Back on Karaka – Puerto Escondido, Baja California Sur Mexico!

After a great adventure in Mexico City and the rural mountains between Mexico City and Valle de Bravo, a few days with friends and families of friends in Valle de Bravo and Mexico City I have made it to my destination in Puerto Escondido, Baja California Sur, Mexico meeting up with my good friends Tom and Kim and crew on the 53ft ketch Karaka! I spent a few days with my friend Eduardo Ysla’s lovely family in La Paz testing out some different kayaks and teaching them some of the basics, sippin coconuts, and enjoying the hot baja sun! the Ysla family was so good to me, feeding me so well and helping me get everything done i needed to for the few days i was in La Paz. So i ended deciding on buying a 14ft kayak, a Necky Zoar, older plastic model made in Canada. A decent boat for a decent price $6,000 pesos ($465).
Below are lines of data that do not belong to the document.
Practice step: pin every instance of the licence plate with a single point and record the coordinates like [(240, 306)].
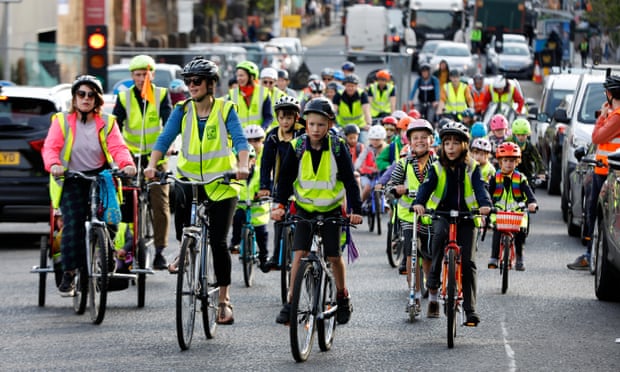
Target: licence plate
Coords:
[(9, 158)]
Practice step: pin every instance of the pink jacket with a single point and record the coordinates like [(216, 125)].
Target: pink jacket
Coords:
[(55, 141)]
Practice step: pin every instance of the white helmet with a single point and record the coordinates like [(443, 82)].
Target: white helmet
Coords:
[(376, 132)]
I tried to see if it would fit on the bus to Puerto Escondido yesterday but unfortunately it did not work out so it will rest safe in La Paz until we arrive the mid to end of November. Very sad but we still got a little sit on top here to enjoy! So for now we got a full crew, myself, Tom, Kim, Stephen from San Diego who motorbiked down here, Eric from Chilliwack, BC in Canada and two folks from Argentina Estaban and Carola. We are preparing to head north in the Sea of Cortez for the next few weeks before we turn around and head south to La Paz to swap out some crew and provision for the pacific!

Exciting stuff!

 

The Crew chillin in the Harbour by Puerto Escondido Oct 25th, 2012

Offshore: Sailing with Karaka from Costa Rica to Mexico with No Engine

For pics from this section please see my flickr album of photos mostly by Alex from karaka because my camera died. You can see them by clicking here.

So as of December 16th, 2010 we were heading off shore with land slowly disapearing on the horizon until there was nothing left but blue connecting the sky to the water and the water to the sky.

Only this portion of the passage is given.